The final 8.8 kilometre stage in London is pretty much the same as the one in 2011 which followed a time trial in the morning. The riders will start on Whitehall and race out to Tower Hill and then back along the Embankment. It is says Andy, a traditional course for the race in the capital, one the race has used in the past quite a few times and one that ticks a lot of boxes. It follows another stage in Surrey which saw such huge crowds flock to Reigate and Guildford as well as many many places along the route.

“There will be fireworks early on in this one” says Andy. “All the major climbs are in the first 80k so there will be plenty to go for in the KoM competition and we have some good climbs in Surrey like Crocknorth Road again which we used last year and that comes in the first 20k. We’re also going up to Cold Harbour out of Dorking and that is in the first 50k. The perianal favourite is also on the route, that of Bar Hatch Lane and we hope we get the crowds we had there last year.”


Crash! Who’s there to sort it out but Mr Fixit, Andy Hawes

Work in progress
There is loads more work to be done though says Andy. “At the minute we only have first draft ETA’s and Risk Assessments so I will need to be out on the road again the Tuesday after Easter and we’re away for the whole week doing stages 1, 2 and 3. We have some changes to stage 4 and so we have to go and look at those so there is plenty to do. The Tour Series is also in the middle of that and I am the stage finish manager for the Tour of Britain too so I have all the meetings with the local authorities so they go smoothly.”

Busy indeed!
When asked for his own highlights of the stage routes, Andy looks to those in Scotland as a favourite. “Some of the greatest stages I have been involved in have been the Scottish ones. As a cyclist myself for 26 years, if I could take my bike and ride any particular stage, it would be last years Scottish stage, Jedburgh to Dumfries. It was stunning in every way.”


The Surrey stage in 2012 on a Sunday — will it be bigger on a Saturday!

“We get used to the traffic in the south so when we were up in Scotland and there was none, it was just amazing. But then the Devon stages are stunning too. The one into Dartmouth for example. I remember going to look at that for the first time and thinking the descent was the steepest I’d seen in my life. But the more I drove it, the less I saw it as a problem. That had to be one of the greatest finishes of the Tour”.

“Caerphilly (below) is also fantastic. I use the images I have from that when I am talking to new areas and show them some of the crowds we get on Caerphilly Mountain because it’s a unique set of people who get on that mountain in all sorts of getups. I was in North Wales this week and showed them those pictures and they were like wow…

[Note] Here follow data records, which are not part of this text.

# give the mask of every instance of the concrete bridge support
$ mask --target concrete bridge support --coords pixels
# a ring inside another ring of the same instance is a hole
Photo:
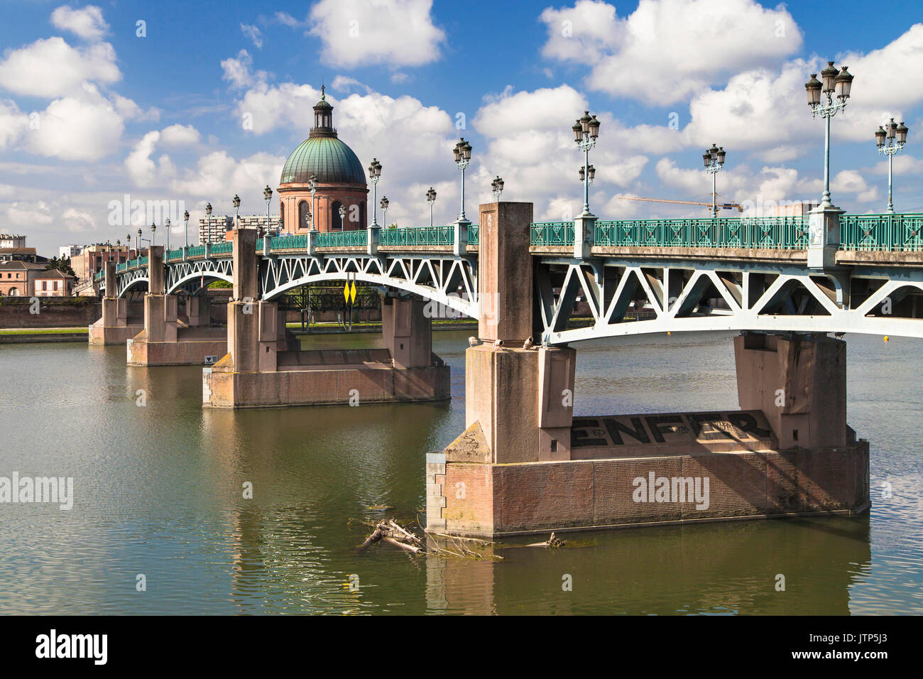
[[[102,318],[90,326],[91,345],[121,345],[134,337],[143,328],[138,319],[129,318],[128,300],[116,297],[118,282],[114,261],[104,263],[106,297],[102,298]]]
[[[126,342],[128,365],[202,365],[210,357],[223,356],[227,351],[226,333],[222,328],[208,327],[207,305],[205,314],[201,314],[201,307],[196,307],[197,327],[178,320],[177,296],[164,292],[162,246],[150,249],[148,267],[144,329]]]
[[[465,355],[467,429],[427,455],[430,532],[500,537],[868,507],[869,445],[846,427],[839,340],[737,338],[740,410],[575,418],[574,349],[523,346],[533,332],[531,217],[530,205],[481,206],[483,344]]]
[[[256,232],[237,230],[234,237],[227,354],[203,369],[204,406],[360,406],[450,397],[449,367],[432,353],[423,302],[386,300],[383,349],[301,351],[278,304],[258,300]]]

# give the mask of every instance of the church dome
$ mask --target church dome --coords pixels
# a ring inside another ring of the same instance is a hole
[[[358,157],[337,138],[333,127],[333,106],[327,102],[324,88],[314,105],[314,127],[310,136],[292,152],[280,184],[307,184],[311,175],[323,184],[366,185],[366,173]]]
[[[311,175],[326,184],[366,184],[366,172],[349,146],[336,137],[313,133],[289,155],[279,182],[306,184]]]

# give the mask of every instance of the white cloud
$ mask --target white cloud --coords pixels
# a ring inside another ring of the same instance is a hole
[[[421,66],[439,57],[445,31],[433,24],[432,0],[320,0],[311,30],[321,55],[342,67]]]
[[[122,78],[115,50],[108,42],[75,48],[61,38],[47,38],[5,56],[0,87],[17,94],[57,97],[80,89],[87,80],[112,83]]]
[[[233,89],[243,89],[262,82],[268,74],[266,71],[251,70],[253,57],[246,50],[241,50],[234,57],[228,57],[222,61],[222,68],[224,74],[222,78],[231,82]]]
[[[27,136],[30,151],[62,160],[94,161],[118,148],[125,125],[104,99],[64,97],[40,114]]]
[[[665,105],[728,74],[774,64],[801,45],[784,5],[754,0],[641,0],[625,18],[597,0],[548,7],[547,58],[589,63],[590,88]]]
[[[69,30],[84,40],[98,41],[109,30],[109,24],[102,18],[102,10],[94,5],[79,9],[72,9],[69,5],[52,12],[52,24],[62,30]]]
[[[200,135],[191,125],[171,125],[161,130],[161,140],[170,146],[198,144]]]
[[[251,24],[241,24],[240,30],[243,31],[244,35],[253,41],[254,46],[258,50],[263,49],[263,34],[259,32],[259,29]]]

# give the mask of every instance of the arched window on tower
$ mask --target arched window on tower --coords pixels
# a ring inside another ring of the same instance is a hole
[[[330,230],[331,231],[342,231],[343,230],[343,221],[340,216],[340,208],[342,207],[342,203],[339,200],[334,200],[333,204],[330,205]]]
[[[298,228],[300,229],[311,228],[311,211],[309,207],[307,200],[302,200],[298,203]]]

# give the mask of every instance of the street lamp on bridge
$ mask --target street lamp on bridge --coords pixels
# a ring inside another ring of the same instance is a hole
[[[503,179],[497,175],[494,181],[490,182],[490,190],[494,193],[494,200],[499,202],[500,195],[503,193]]]
[[[810,79],[805,83],[811,117],[820,115],[827,121],[823,138],[823,198],[821,200],[821,210],[833,207],[830,200],[830,119],[836,115],[837,111],[846,107],[846,100],[849,99],[853,74],[847,72],[846,68],[847,67],[843,67],[843,70],[837,72],[833,62],[828,61],[827,67],[821,71],[823,82],[817,79],[816,73],[811,73]],[[821,102],[821,93],[826,98],[826,103]]]
[[[718,216],[718,173],[725,169],[725,147],[720,149],[712,144],[711,149],[705,149],[701,159],[705,164],[705,172],[712,176],[712,216]]]
[[[272,189],[270,188],[270,185],[266,185],[266,188],[263,189],[263,198],[266,200],[266,235],[270,235],[270,201],[272,200]]]
[[[382,196],[381,202],[378,203],[379,205],[381,205],[381,212],[384,212],[384,214],[381,217],[381,221],[385,223],[386,228],[388,227],[388,202],[389,202],[388,196]]]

More Video of the Tour of Britain
(“It Ain’t About Cav” by Benedict Campbell)

You get the feeling talking to Andy, every stage has its highlights and more often than not, it’s the huge crowds that help make every stage a memorable one as well as the lengths people go to in order to make their stage, the best.

So finally, we had to ask cycling fan Andy Hawes, where does he feel the crucial stages will be for the race when it comes to settling the overall besides the time trial which is always an opportunity to gain some seconds on a rival.

“I think if its not the Caerphilly stage, it will be the one in Devon. The stage through Cumbria comes very early in the race and everybody will be strong and up for riding and while we have a different route to Caerphilly, there are still two accents of the mountain and that will be one of the toughest stages”.

So there you have it, the Tour of Britain stages from some one who will be driving them a lot in the next six months with the final ones a month before on the same day the stage will take place, leaving nothing to chance before the riders come along and entertain the country yet again with the greatest race in Britain.


Andy likes the cobbles but usually watching bike races over them, not fixing them without getting run over!